- Der Verkauf eines Familienunternehmens erfordert eine Vorlaufzeit von 1-3 Jahren und sollte mit einer professionellen Unternehmensbewertung beginnen
- Nur 43% der Unternehmer bereiten den Verkauf rechtzeitig vor; dies führt häufig zu Wertverlusten und suboptimalen Verkaufsbedingungen
- Die drei wichtigsten Bewertungsmethoden: Discounted-Cashflow (DCF), Comparable Analysis und Multiple-Bewertung
- Die Vorbereitung für den Verkauf umfasst: klare Bilanzen erstellen, aktuelle Verträge sichern, Management unabhängig vom Inhaber machen
- Professionelle M&A-Berater erhöhen den Verkaufspreis durchschnittlich um 15-25% und stellen Diskretion während des gesamten Prozesses sicher
Warum der Verkauf eines Familienunternehmens besonders komplex ist
Der Verkauf eines Familienunternehmens stellt Inhaber vor besondere Herausforderungen.

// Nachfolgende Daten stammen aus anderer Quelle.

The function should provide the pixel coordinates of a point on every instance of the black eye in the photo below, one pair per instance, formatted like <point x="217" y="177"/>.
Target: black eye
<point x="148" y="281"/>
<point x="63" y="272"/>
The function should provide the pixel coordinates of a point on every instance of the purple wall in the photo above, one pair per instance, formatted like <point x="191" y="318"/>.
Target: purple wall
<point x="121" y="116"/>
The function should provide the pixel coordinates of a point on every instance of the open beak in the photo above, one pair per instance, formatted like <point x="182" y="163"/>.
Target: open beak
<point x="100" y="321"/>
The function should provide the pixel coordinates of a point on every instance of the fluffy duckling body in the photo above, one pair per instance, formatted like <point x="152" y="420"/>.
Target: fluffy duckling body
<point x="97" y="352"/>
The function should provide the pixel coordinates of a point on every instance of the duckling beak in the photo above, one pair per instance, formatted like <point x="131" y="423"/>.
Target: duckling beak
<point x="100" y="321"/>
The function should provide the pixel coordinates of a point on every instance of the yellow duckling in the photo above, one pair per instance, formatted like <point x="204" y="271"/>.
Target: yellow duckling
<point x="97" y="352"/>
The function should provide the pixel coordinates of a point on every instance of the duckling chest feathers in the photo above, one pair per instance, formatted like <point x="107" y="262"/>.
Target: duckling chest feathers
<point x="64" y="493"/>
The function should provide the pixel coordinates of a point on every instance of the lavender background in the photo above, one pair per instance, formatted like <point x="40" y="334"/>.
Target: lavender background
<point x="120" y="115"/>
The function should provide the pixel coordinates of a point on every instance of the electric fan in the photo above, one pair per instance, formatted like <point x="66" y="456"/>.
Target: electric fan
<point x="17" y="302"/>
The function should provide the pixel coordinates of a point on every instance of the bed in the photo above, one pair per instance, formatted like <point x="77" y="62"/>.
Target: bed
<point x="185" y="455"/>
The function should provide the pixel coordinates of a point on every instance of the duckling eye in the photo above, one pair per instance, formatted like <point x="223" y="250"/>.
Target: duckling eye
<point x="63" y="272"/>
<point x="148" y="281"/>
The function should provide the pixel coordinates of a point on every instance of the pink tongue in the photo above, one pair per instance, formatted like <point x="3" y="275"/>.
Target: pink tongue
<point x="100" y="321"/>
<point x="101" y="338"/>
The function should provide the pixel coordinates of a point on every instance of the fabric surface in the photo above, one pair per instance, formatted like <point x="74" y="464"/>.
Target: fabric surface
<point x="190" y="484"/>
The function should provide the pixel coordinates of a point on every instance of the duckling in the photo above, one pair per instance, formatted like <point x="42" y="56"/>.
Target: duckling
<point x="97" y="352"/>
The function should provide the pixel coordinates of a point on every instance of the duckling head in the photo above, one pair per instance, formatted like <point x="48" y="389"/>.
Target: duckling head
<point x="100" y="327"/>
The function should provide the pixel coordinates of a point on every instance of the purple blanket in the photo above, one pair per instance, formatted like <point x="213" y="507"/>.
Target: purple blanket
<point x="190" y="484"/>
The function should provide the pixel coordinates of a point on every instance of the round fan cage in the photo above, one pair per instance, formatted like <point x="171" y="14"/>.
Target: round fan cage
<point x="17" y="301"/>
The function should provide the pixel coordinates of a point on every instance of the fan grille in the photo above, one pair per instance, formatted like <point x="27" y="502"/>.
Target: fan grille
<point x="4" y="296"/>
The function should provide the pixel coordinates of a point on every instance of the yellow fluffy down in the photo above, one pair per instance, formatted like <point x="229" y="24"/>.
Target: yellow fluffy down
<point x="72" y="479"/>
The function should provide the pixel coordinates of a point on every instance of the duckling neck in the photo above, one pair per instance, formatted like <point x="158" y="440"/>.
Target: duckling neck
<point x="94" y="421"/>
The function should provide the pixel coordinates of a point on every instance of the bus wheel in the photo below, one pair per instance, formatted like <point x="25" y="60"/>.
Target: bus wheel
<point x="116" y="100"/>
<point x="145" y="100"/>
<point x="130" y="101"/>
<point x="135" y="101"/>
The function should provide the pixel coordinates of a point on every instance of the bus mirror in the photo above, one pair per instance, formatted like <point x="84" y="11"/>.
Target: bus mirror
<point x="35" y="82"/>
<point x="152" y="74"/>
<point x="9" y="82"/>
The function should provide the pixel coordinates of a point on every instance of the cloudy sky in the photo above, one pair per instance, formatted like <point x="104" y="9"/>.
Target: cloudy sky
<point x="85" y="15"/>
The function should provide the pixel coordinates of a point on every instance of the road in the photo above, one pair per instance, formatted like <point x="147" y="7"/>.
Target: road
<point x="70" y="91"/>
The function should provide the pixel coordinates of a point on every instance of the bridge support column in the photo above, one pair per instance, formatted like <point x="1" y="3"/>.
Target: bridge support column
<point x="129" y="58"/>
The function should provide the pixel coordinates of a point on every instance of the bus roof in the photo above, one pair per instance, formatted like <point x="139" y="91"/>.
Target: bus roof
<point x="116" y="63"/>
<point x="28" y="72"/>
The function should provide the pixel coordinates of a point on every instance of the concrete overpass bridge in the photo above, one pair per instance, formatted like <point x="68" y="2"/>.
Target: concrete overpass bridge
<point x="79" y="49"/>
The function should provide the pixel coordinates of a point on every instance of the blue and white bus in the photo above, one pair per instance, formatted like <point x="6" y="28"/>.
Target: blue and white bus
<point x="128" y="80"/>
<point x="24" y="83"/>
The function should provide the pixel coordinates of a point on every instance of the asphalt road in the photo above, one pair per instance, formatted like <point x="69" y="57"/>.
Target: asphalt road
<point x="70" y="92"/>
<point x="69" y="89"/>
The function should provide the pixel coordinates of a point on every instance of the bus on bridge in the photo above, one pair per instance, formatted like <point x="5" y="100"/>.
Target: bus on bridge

Anders als bei anderen Unternehmen sind bei Familienunternehmen Besitz und Management eng miteinander verflochten, was sowohl emotionale als auch praktische Komplikationen mit sich bringt.
Die Statistik zeigt: Nur 13% der Familienunternehmen erreichen die dritte Generation. Eine Hauptursache ist die fehlende rechtzeitige Nachfolgeplanung. Etwa 43% der Unternehmer geben zu, sich nicht frühzeitig genug mit diesem Thema befasst zu haben.
Bei der Nachfolgeplanung in 2025 und weiter stellen sich grundlegende Fragen:
- Gibt es geeignete Nachfolger innerhalb der Familie?
- Wie kann eine gerechte Auszahlung von Geschwistern bei der Betriebsübernahme erfolgen?
- Welche steuerlichen Gestaltungsmöglichkeiten bestehen?
- Wie findet man externe Käufer, falls keine familieninterne Nachfolge möglich ist?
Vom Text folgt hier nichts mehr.